What are the challenges in leading a newer IIT?
The first challenge for a number of years was for people to take us seriously. This was a new IIT in the mountains and people would often look down upon the institution thinking not much could be done there. Through our accomplishments we have proven that things can be done in this geography too. In the first few years, it was very difficult to get good faculty to come to it. Many people would be attracted by the location but would eventually take up an offer in bigger cities. But in the last few years, some great teachers have opted to teach at Mandi over the older IITs. To a certain extent, this challenge remains today. Often spouses of highly qualified faculty members have a difficult time finding jobs so we have to be innovative about the opportunities we offer. The other issue is the time it takes to travel to Delhi. There is road connectivity and just one flight a day to Kullu and often the timing is not always convenient. But we always tell that a remote location is an advantage as all visiting guests and faculty members spend significant time at the campus engaging with all stakeholders.

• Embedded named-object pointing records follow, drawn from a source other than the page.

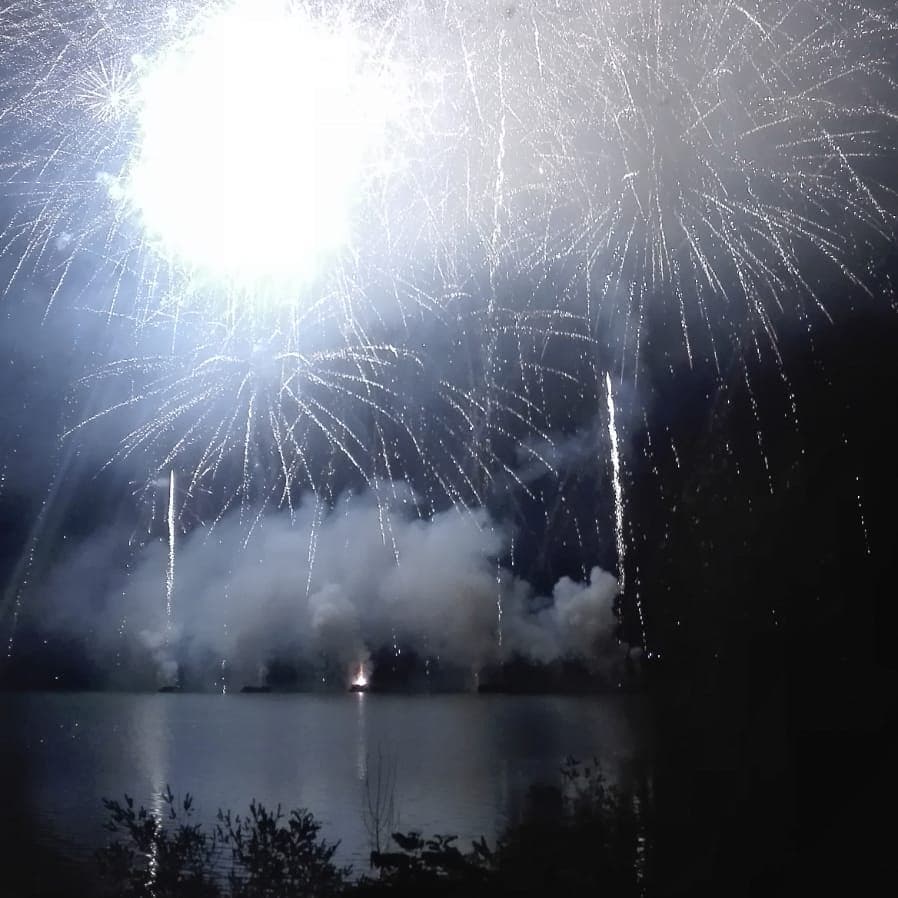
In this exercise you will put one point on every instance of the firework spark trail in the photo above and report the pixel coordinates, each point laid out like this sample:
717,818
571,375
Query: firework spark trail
701,162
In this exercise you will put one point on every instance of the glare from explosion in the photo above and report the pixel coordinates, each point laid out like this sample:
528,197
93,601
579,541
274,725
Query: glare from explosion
259,133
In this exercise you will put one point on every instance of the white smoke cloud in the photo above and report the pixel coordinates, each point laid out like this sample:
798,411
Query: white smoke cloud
333,593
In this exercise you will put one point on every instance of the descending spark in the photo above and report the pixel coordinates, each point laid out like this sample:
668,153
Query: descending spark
171,518
618,486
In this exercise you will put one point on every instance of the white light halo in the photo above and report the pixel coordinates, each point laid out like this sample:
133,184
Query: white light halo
258,136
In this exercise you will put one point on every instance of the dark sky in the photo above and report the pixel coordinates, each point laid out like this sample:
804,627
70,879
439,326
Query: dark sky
742,514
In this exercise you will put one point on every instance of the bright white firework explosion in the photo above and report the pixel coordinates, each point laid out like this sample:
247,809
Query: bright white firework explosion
259,132
527,171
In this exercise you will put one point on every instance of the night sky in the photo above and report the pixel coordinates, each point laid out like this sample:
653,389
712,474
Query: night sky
760,492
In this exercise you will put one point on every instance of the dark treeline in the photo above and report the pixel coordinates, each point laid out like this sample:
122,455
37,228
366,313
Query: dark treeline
578,838
768,590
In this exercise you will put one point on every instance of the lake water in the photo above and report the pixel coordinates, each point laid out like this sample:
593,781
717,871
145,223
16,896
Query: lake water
463,763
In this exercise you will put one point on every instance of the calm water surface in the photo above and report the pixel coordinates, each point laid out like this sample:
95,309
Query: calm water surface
463,763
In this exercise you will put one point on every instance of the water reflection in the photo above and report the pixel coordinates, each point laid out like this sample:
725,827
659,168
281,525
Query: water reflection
461,764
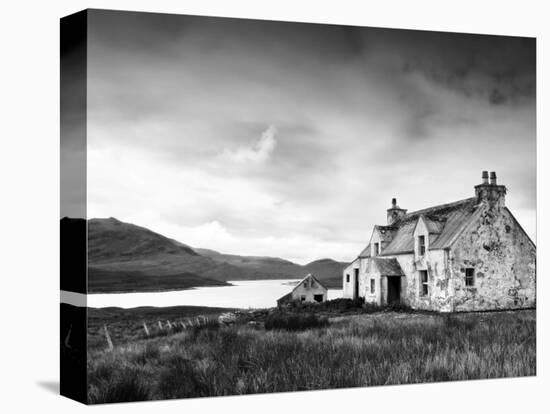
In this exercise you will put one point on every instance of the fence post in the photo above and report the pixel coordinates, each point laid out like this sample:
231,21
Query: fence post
108,337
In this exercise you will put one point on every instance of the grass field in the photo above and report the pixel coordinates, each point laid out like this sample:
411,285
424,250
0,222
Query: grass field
353,350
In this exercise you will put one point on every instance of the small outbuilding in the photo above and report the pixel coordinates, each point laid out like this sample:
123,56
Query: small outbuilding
308,290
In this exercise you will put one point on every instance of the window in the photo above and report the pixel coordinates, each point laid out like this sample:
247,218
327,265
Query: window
423,283
421,245
469,277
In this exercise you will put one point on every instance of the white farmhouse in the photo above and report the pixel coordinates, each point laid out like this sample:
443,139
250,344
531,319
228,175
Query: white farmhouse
468,255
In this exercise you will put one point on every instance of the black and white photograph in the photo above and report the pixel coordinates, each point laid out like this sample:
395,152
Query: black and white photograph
276,206
267,207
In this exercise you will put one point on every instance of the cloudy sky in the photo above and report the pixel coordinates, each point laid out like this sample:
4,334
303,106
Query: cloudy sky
287,139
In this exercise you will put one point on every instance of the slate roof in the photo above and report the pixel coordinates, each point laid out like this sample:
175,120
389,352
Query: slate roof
445,221
388,267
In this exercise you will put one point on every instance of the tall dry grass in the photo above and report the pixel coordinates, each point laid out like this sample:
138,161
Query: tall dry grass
363,350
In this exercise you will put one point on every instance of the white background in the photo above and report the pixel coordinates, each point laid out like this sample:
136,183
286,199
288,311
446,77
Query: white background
29,159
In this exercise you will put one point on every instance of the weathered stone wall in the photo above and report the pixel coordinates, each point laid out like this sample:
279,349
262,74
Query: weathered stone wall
439,296
369,272
347,287
504,263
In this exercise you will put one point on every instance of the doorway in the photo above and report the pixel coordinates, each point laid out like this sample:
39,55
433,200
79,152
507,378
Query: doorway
394,290
355,283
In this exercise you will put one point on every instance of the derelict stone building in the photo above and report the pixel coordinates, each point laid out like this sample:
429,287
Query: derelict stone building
463,256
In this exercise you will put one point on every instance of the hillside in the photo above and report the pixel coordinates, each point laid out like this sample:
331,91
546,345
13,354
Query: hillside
125,257
326,270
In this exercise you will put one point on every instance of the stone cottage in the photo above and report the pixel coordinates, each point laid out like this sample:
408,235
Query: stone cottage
468,255
308,290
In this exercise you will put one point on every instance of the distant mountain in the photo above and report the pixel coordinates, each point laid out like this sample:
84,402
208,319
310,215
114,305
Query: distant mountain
126,257
327,271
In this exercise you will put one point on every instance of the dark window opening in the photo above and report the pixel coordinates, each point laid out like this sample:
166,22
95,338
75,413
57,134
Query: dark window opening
423,282
469,277
421,245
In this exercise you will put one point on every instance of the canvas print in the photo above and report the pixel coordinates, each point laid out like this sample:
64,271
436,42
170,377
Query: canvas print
255,206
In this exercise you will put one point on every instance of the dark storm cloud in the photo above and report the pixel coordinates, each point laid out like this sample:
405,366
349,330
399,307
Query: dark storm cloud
289,139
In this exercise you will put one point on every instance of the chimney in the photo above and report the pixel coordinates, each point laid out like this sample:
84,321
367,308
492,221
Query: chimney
489,192
394,213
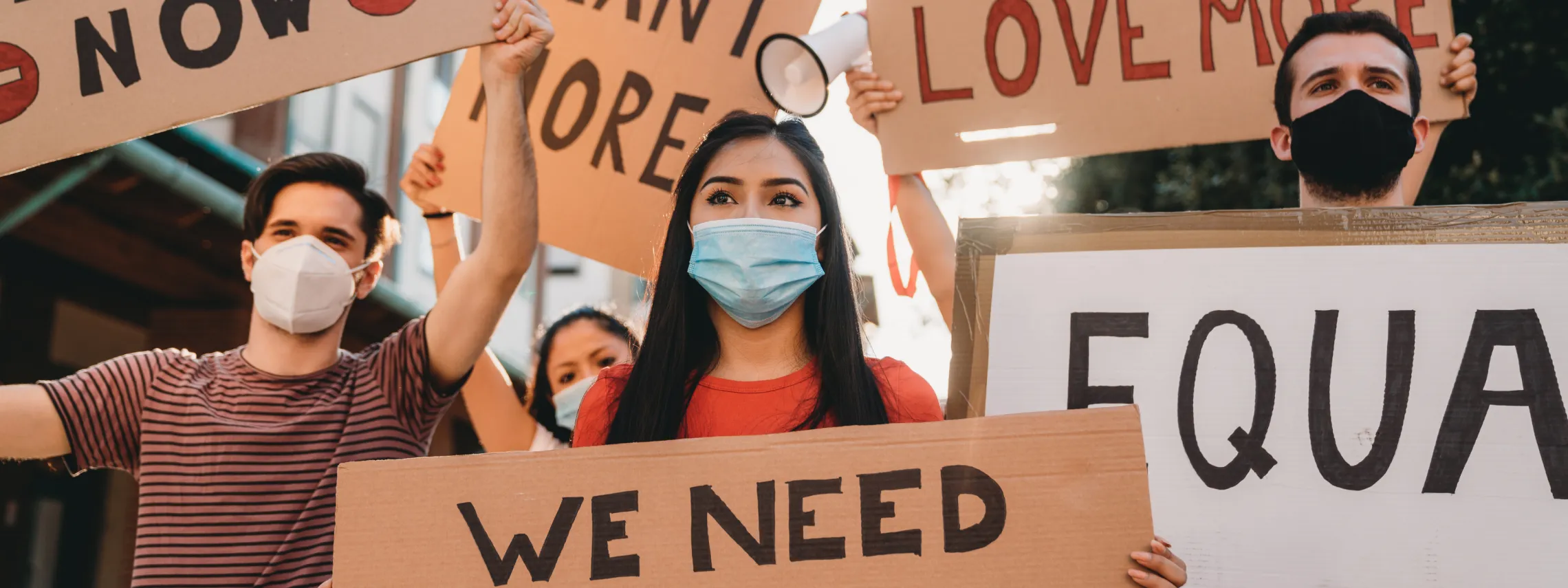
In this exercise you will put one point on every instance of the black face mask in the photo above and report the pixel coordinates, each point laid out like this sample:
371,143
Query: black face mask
1353,148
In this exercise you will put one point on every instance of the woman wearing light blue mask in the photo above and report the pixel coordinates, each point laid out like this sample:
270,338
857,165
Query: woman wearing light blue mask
568,355
754,325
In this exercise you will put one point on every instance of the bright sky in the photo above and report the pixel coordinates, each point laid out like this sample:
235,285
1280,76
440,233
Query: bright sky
911,329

What is the primary purpose of an IIT? Has their relevance changes over the years?
IITs were set up to essentially to be the leaders for science and technology for the nation in the process of nation-building. That was a very general goal. They started out by providing education at the undergraduate level which was the need of the hour. Over time, they started doing Masters and PhD education. Then from about 1980s onwards, research became important goal and to be known internationally, you had to be good at research. From the 1990s onwards, particularly starting with IIT Madras, there’s an emphasis on integration of companies which can effectively make commercially viable technologies, and incubating companies. So, the IITs have been evolving over the years in order to meet the expectations of India.
Thus, IIT Mandi also wants to be in the service of the country. Fom the beginning, we focus on teaching students who will become the leaders of the future. If we see that data science is a need for the future, then we teach it all our students. Today, you don’t really need to have a teacher to teach you something, what you need is a good problem, and the ability to figure out where to get the information to solve that problem. It’s important to focus on creating provlem-solvers for the future as the technology and knowledge relevant today may be of no use 10 years later. So a student who is an electrical engineer today might decide to become an IAS officer after five years, and then decide to join some industry or go into politics. At every stage, we want them to be a leader and contribute to problem-solving. The other aspect is that we want to contribute in developing useful science and technology for the country too.
The future of work reports suggest that employment and skills will change in the future. How does an educational institute prepare students for lifelong learning when the future is so ambiguous?
Over four years students work towards 260 credits – roughly half of that is broad-based and the other half is in-depth traditional discipline. This is different from other traditional colleges and we do so to ensure that as jobs change unpredictably, students will have the basic knowledge that will help them in every job. They need to have the skills that allow them to identify what they need to devise a solution to a problem in any discipline.